Janja e seu “protagonismo” exagerado resultam em normativa da AGU e Projeto de Lei

Opinião, informação e política com Milena Tomelin



Tradicionalmente, a figura da primeira-dama é tida como um papel de apoio e representação simbólica: acompanha o chefe de Estado em eventos oficiais, recebe convidados no Palácio da Alvorada e, quando muito, lidera ações sociais ou filantrópicas. Darci Vargas, esposa de Getúlio Vargas, foi uma das primeiras a romper a discrição típica do cargo, ao fundar instituições assistenciais e atuar com mais visibilidade — uma exceção que inspirou algumas sucessoras, mas sempre com certo equilíbrio.

Ao longo da história republicana, esse protagonismo feminino na política presidencial seguiu uma linha discreta, quase silenciosa. Até agora.


A primeira polêmica veio logo no início do governo: Janja acusou publicamente que vários móveis haviam sumido do Palácio da Alvorada, insinuando responsabilidade da gestão anterior. A ex-primeira-dama Michelle Bolsonaro reagiu, o governo acabou admitindo que os objetos estavam apenas armazenados, e a Justiça condenou Lula e Janja a pagar R$ 15 mil por danos morais à família Bolsonaro. A indenização selou a primeira derrota oficial do casal no campo da comunicação institucional.

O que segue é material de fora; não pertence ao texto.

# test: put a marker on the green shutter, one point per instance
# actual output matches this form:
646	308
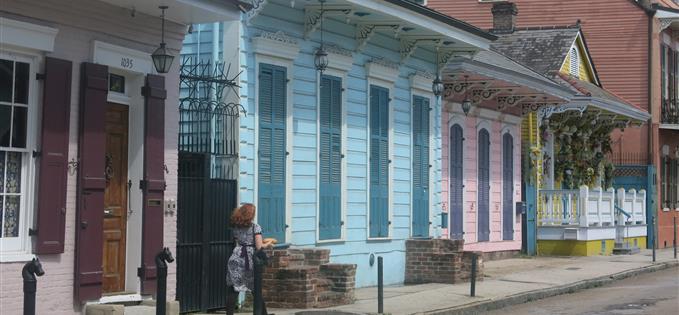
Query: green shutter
420	166
330	157
379	162
272	150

Em maio de 2025, durante um jantar oficial na China, Janja causou um "climão diplomático" ao afirmar, diante do presidente Xi Jinping, que o TikTok estaria “a serviço da extrema direita”. A crítica, feita em um contexto de protocolo rígido e diplomacia sutil, gerou constrangimento entre ministros e foi vista como uma gafe de grandes proporções — algo que um ministro de Estado provavelmente não se permitiria, quanto mais uma primeira-dama.


Janja também instalou um gabinete próprio ao lado do Palácio do Planalto, com equipe formada por oito servidores entre assessores, seguranças e jornalistas. Segundo levantamento do Poder360, essa estrutura tem custo estimado em R$ 2 milhões por ano aos cofres públicos. Mais que uma “sala de apoio”, trata-se de uma verdadeira microestrutura paralela — com influência crescente nas decisões do Executivo.

Em 2023, Janja foi a única primeira-dama presente nas reuniões restritas de chefes de Estado do G20. Sua participação gerou incômodo por ferir normas básicas de protocolo internacional. Mas o episódio mais emblemático ocorreu no mesmo evento, quando, ao criticar plataformas digitais, Janja teria se dirigido ao bilionário Elon Musk com um nada diplomático “fuck you” — expressão que dispensaria tradução até na ONU.


Com os episódios se acumulando, a Advocacia-Geral da União precisou agir: no dia 4 de abril de 2025, publicou a Orientação Normativa nº 94, que delimita oficialmente o papel do cônjuge presidencial. Em termos práticos, o recado foi claro: é preciso pôr limites à atuação da primeira-dama.

Na esteira da repercussão negativa, o deputado Daniel Freitas (PL/SC) protocolou o Projeto de Lei nº 104/2025, que propõe restringir formalmente a atuação do cônjuge presidencial. O texto proíbe representações oficiais, limita o orçamento destinado ao gabinete da primeira-dama (ou primeiro-cavalheiro) a 0,01% do total do Palácio do Planalto e estabelece novos mecanismos de controle.


Como mulher, é importante reforçar: o problema não está no fato de Janja ser uma figura atuante, com voz própria e opiniões firmes. Isso, aliás, é bem-vindo — especialmente num cenário político que ainda trata a participação feminina com certo estranhamento.

A questão está no abuso do protagonismo. Janja parece ignorar os limites do papel institucional que ocupa. Ao tentar ser protagonista de decisões, discursos e espaços que cabem ao presidente, acaba criando ruído político, desgaste diplomático e instabilidade institucional. Sua atuação, mais performática do que estratégica, frequentemente revela despreparo, improviso e — sobretudo — uma incompreensão dos freios que o cargo exige.

Queira ou não, personalidades públicas, especialmente o Presidente da República e a Primeira-Dama, precisam dar bons exemplos que possam servir como espelho a sociedade.